A la vue des ces ajouts fantaisistes qui ont rendu son scénario vivant tout en s’en éloignant quelque peu, Romain Sidan s’est dit : « ahhh, ils ont fait ça comme ça ! » Et voilà le scénariste plongé dans l’expérimentation au même titre que les acteurs ! Surprises et légèreté, voilà ce que nous promet le court-métrage de François Brié, actuellement étudiant en dernière année de BTS Audiovisuel, Section Exploitation. Dans "Cassos Cassoulet", les cassos sont gentils, et acceptent la mort de leur ami sans en faire un drame. Ils sont candides mais débrouillards. Romain avoue avoir été inspiré par les beaufs au comportement léger du film d’Hubert Charruel, K-Nada, et si François, le réalisateur, souhaitait au début deux personnages principaux contrastés - l’un très stressé par la mort de Charlie, et conscient de la gravité de l’évènement, et l’autre désinvolte face à ce drame inattendu - il avoue s'être rendu compte que les deux héros étaient devenus semblables au fur-et-à-mesure du tournage.
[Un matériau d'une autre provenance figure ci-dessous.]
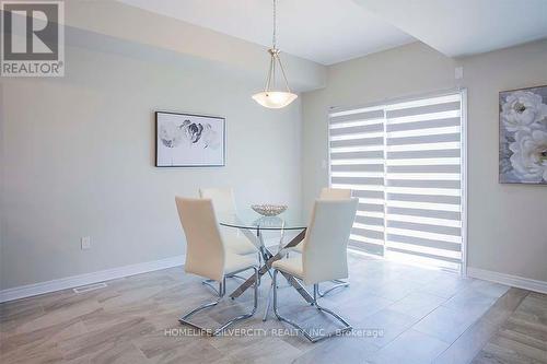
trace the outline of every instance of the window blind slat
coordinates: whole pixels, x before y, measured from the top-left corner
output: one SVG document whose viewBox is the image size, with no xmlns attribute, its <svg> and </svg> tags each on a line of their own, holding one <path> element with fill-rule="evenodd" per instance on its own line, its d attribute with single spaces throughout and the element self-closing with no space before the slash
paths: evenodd
<svg viewBox="0 0 547 364">
<path fill-rule="evenodd" d="M 386 126 L 386 131 L 394 132 L 394 131 L 420 130 L 430 128 L 458 127 L 459 124 L 461 124 L 459 117 L 429 120 L 429 121 L 418 121 L 418 122 L 392 124 Z"/>
<path fill-rule="evenodd" d="M 330 114 L 330 183 L 360 199 L 351 245 L 458 267 L 461 108 L 454 93 Z"/>
</svg>

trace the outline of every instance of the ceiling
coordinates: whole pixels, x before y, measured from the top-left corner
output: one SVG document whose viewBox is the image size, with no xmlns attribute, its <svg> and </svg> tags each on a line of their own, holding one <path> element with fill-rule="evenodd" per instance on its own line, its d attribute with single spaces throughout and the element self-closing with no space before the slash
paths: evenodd
<svg viewBox="0 0 547 364">
<path fill-rule="evenodd" d="M 449 57 L 547 37 L 547 0 L 354 0 Z"/>
<path fill-rule="evenodd" d="M 119 0 L 271 47 L 271 0 Z M 278 47 L 322 64 L 415 39 L 352 0 L 278 0 Z"/>
<path fill-rule="evenodd" d="M 266 47 L 271 0 L 118 0 Z M 278 0 L 278 46 L 333 64 L 421 40 L 449 57 L 547 37 L 547 0 Z"/>
</svg>

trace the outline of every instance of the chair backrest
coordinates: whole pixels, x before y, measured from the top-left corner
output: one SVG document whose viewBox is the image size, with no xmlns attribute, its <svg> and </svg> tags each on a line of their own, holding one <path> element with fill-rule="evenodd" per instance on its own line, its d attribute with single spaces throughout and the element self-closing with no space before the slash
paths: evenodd
<svg viewBox="0 0 547 364">
<path fill-rule="evenodd" d="M 316 200 L 302 248 L 305 284 L 348 277 L 347 247 L 358 198 Z"/>
<path fill-rule="evenodd" d="M 345 188 L 328 188 L 325 187 L 321 190 L 319 199 L 322 200 L 338 200 L 351 198 L 351 190 Z"/>
<path fill-rule="evenodd" d="M 235 197 L 232 188 L 200 188 L 199 197 L 211 199 L 217 214 L 234 214 Z"/>
<path fill-rule="evenodd" d="M 221 281 L 225 251 L 212 201 L 175 197 L 175 202 L 186 235 L 185 271 Z"/>
</svg>

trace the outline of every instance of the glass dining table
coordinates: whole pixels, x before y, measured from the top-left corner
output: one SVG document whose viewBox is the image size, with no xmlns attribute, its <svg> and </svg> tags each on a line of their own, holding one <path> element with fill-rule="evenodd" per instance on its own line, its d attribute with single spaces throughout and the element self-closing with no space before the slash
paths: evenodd
<svg viewBox="0 0 547 364">
<path fill-rule="evenodd" d="M 258 249 L 261 256 L 261 265 L 258 269 L 258 279 L 268 273 L 271 275 L 271 265 L 281 259 L 287 249 L 296 246 L 305 236 L 307 228 L 307 221 L 302 219 L 300 211 L 291 211 L 290 209 L 277 216 L 263 216 L 253 211 L 245 209 L 238 211 L 236 214 L 219 214 L 217 216 L 219 224 L 226 228 L 238 230 L 243 233 Z M 265 244 L 264 234 L 266 232 L 279 232 L 279 244 L 277 251 L 272 251 L 272 246 Z M 284 244 L 287 233 L 295 233 L 289 243 Z M 302 283 L 293 277 L 280 272 L 299 293 L 309 303 L 313 302 L 313 297 L 307 293 Z M 232 300 L 238 297 L 243 292 L 255 284 L 256 277 L 253 274 L 244 281 L 235 291 L 230 294 Z M 264 312 L 264 320 L 266 320 L 270 302 L 271 302 L 271 287 L 268 293 L 268 301 Z"/>
</svg>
Bien que conscients de cette entorse faite au scénario, ils ont accepté que celui-ci prenne vie et évolue.


Les lieux du tournage ? 
Le quartier du Conservatoire et le centre-ville ont accueilli l'équipe de "Cassos Cassoulet".
Le matériel utilisé:  
Un reflex Nikon, et un steadicam afin que les prises de vue en travelling soient stables et fluides. 
Réaction du réalisateur:
« 24h, c’est court, on est donc allé au plus simple, et on ressent toujours un petit stress à la vue de notre film projeté sur grand écran »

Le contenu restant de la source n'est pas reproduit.